The other side to look at it is from financial or economic perspective. The Telco are CAPEX intensive environment. A moderate Telco with 50 Million subscriber can spend  more than one billion USD per year for all their telco needs (cell site, land acquisition, L1 infrastructure, radio, PS Core, CS core, etc). Out of that 1 Billion USD, may be less than 5 percents are allocated to IP part (the routers and switches). Thus, the impact of saving on redundancy and line card are not really significant and the money is there basically. Meanwhile, ISP business are quite budget sensitive, where the cost are much smaller as well the revenue and does not have the luxury of that Telco counterpart. Their cost is easier to be mapped, for example for router, link and access-distribution. Thus, saving in router will impact their P&L more than the Telco part.

ISP is pure IP since the beginning, while the Telco were TDM minded from the start. Thus, when the Telco were moving to IP, a lot of questions were raised whether the IP can provide TDM level of robustness and high availability. It is undeniable that a lot of resistance happened against the migration to IP, which pushed the Telco IP implementation to be as solid and as robust as possible to match the quality requirements.


The booming of Data and Video (non voice)

The proliferation of mobile broadband world-wide the push the data traffic to increase exponentially. This is fueled by many factor such as social networks, handset capacity, 3G services, etc. This phenomena leaves Telco in difficult situation s:
- the data (non voice) traffic increased significantly that requires more bandwidth and associated infrastructure
- but, the revenue from the data does not commensurate the traffic
While the Telco still rely on voice traffic as the major part of their revenue components, the Telco operator has no choice to the data part. Despite data revenue typically are still small, they have to cope with it like it or not. Thus, they are forced to optimize the investment  on infrastructure to support data and at the same time maximize the effort to monetize the data services.

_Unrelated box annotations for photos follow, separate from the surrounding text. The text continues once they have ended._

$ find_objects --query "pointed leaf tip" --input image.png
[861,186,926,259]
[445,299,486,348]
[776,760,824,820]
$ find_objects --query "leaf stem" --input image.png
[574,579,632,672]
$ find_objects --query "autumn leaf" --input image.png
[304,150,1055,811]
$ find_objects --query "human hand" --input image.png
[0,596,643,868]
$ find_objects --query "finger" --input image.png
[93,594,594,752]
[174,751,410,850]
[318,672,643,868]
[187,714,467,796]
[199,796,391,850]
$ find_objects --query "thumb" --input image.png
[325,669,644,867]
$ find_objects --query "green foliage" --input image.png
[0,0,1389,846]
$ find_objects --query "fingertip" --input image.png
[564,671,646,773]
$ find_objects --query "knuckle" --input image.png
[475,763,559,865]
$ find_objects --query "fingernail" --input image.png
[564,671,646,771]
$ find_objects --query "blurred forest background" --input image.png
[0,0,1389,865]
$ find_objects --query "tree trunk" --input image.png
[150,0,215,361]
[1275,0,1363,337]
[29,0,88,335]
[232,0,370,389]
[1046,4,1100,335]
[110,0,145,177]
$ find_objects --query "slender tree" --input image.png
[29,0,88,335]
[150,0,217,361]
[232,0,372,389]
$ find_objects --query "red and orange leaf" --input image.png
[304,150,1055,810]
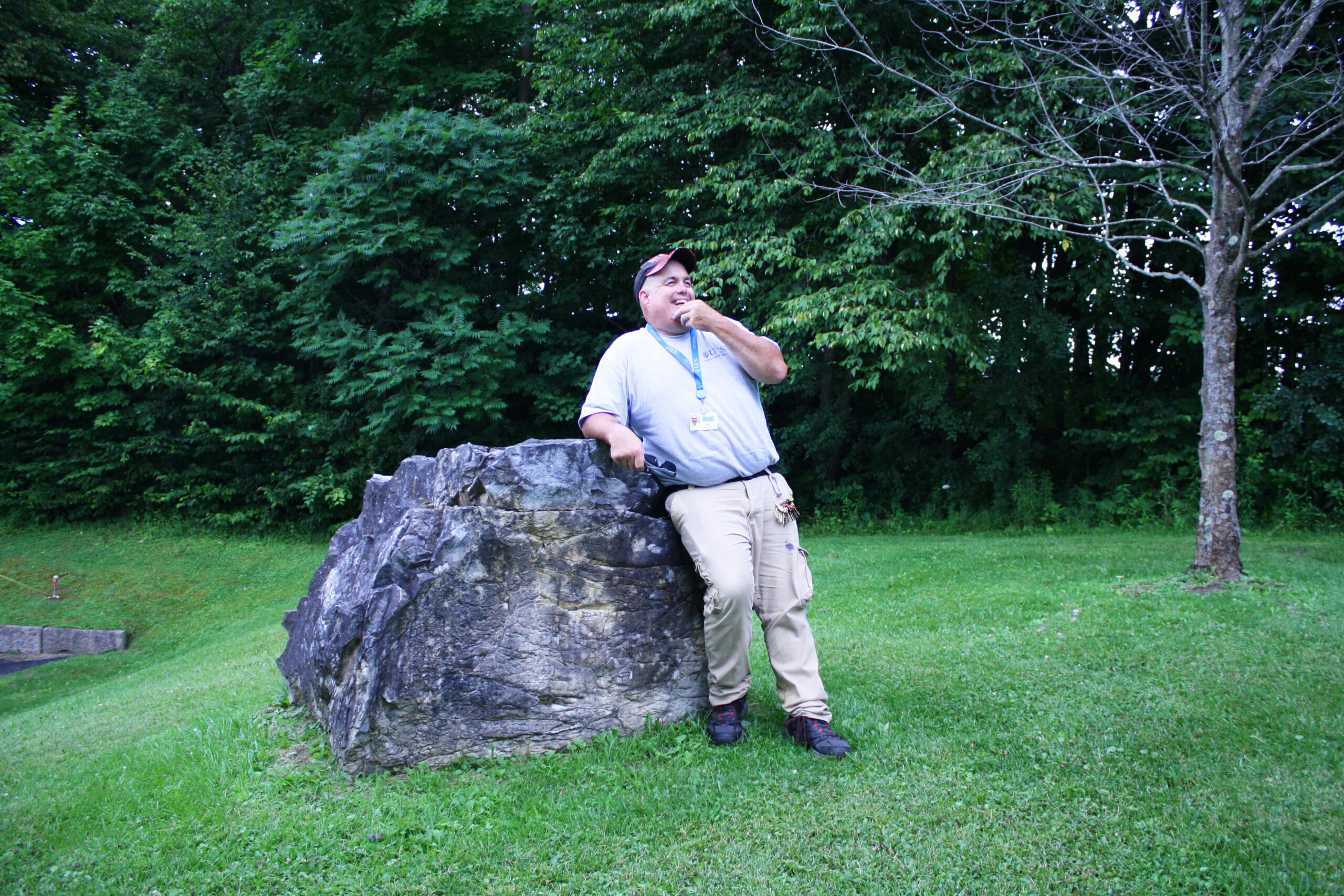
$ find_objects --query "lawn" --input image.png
[0,526,1344,896]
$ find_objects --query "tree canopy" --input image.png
[0,0,1344,537]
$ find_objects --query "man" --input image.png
[579,247,849,756]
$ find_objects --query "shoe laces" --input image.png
[710,702,742,725]
[802,716,838,740]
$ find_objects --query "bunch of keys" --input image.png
[770,473,799,525]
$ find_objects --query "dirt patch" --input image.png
[0,653,70,676]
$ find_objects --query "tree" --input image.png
[750,0,1344,581]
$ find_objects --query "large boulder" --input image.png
[277,439,708,774]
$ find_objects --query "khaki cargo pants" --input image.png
[667,473,831,721]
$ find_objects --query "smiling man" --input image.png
[579,247,849,756]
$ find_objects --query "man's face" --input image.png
[640,260,695,336]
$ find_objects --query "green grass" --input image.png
[0,528,1344,896]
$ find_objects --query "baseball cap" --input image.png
[634,246,695,298]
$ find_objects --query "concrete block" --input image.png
[0,626,41,653]
[41,629,127,654]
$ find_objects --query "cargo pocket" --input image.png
[695,562,723,619]
[793,547,816,607]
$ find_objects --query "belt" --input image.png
[720,468,774,489]
[667,468,774,494]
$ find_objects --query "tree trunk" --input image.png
[1190,175,1246,582]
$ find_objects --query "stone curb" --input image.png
[0,625,127,654]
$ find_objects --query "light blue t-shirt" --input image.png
[579,321,780,485]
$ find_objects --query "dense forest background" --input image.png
[0,0,1344,526]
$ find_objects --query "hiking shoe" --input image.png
[704,697,747,747]
[783,716,852,759]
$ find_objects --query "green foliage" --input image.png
[274,109,547,449]
[0,0,1344,528]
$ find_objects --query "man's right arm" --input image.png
[582,414,644,470]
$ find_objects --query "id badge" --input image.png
[691,411,719,433]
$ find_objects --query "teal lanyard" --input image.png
[644,324,704,402]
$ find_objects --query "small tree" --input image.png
[749,0,1344,581]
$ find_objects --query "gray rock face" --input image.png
[277,439,708,774]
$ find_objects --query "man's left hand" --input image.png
[676,298,726,331]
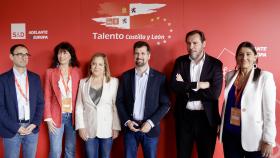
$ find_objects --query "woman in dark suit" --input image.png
[220,42,276,158]
[44,42,81,158]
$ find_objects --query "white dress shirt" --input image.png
[58,76,73,111]
[13,68,30,120]
[133,67,150,120]
[186,53,205,110]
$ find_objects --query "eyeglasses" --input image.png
[13,53,31,58]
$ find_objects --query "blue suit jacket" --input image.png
[0,69,44,138]
[171,54,223,126]
[116,68,170,137]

The optimization of the data services now force the Telco to leave the luxurious router specification they used in the past. They now become as budgetary constraint as ISP when dealing with router investment. The correct responds from the vendor now is to create more affordable line card or model that will fit with this new requirements. The line card scale limit is pushed down and the price is becoming much more affordable now.

There are many approach by the telco to accommodate this  growth. One of the approach is to put investment on the growing part which is the data. In this way, the Telco split the network to accommodate the data and the network to accommodate the voice. While the data part comes with less stringent requirements, they can safely choose less powerful line card for this purpose.

In summary, there are transition happens inside the Telco networks to match their new growth and data services. This transition as if merge the ISP and Telco design in terms of line card requirements. We are not talking about the LTE yet, still 2G/3G networks but still this part design transition should be addressed properly to improve overall service offering to the customer.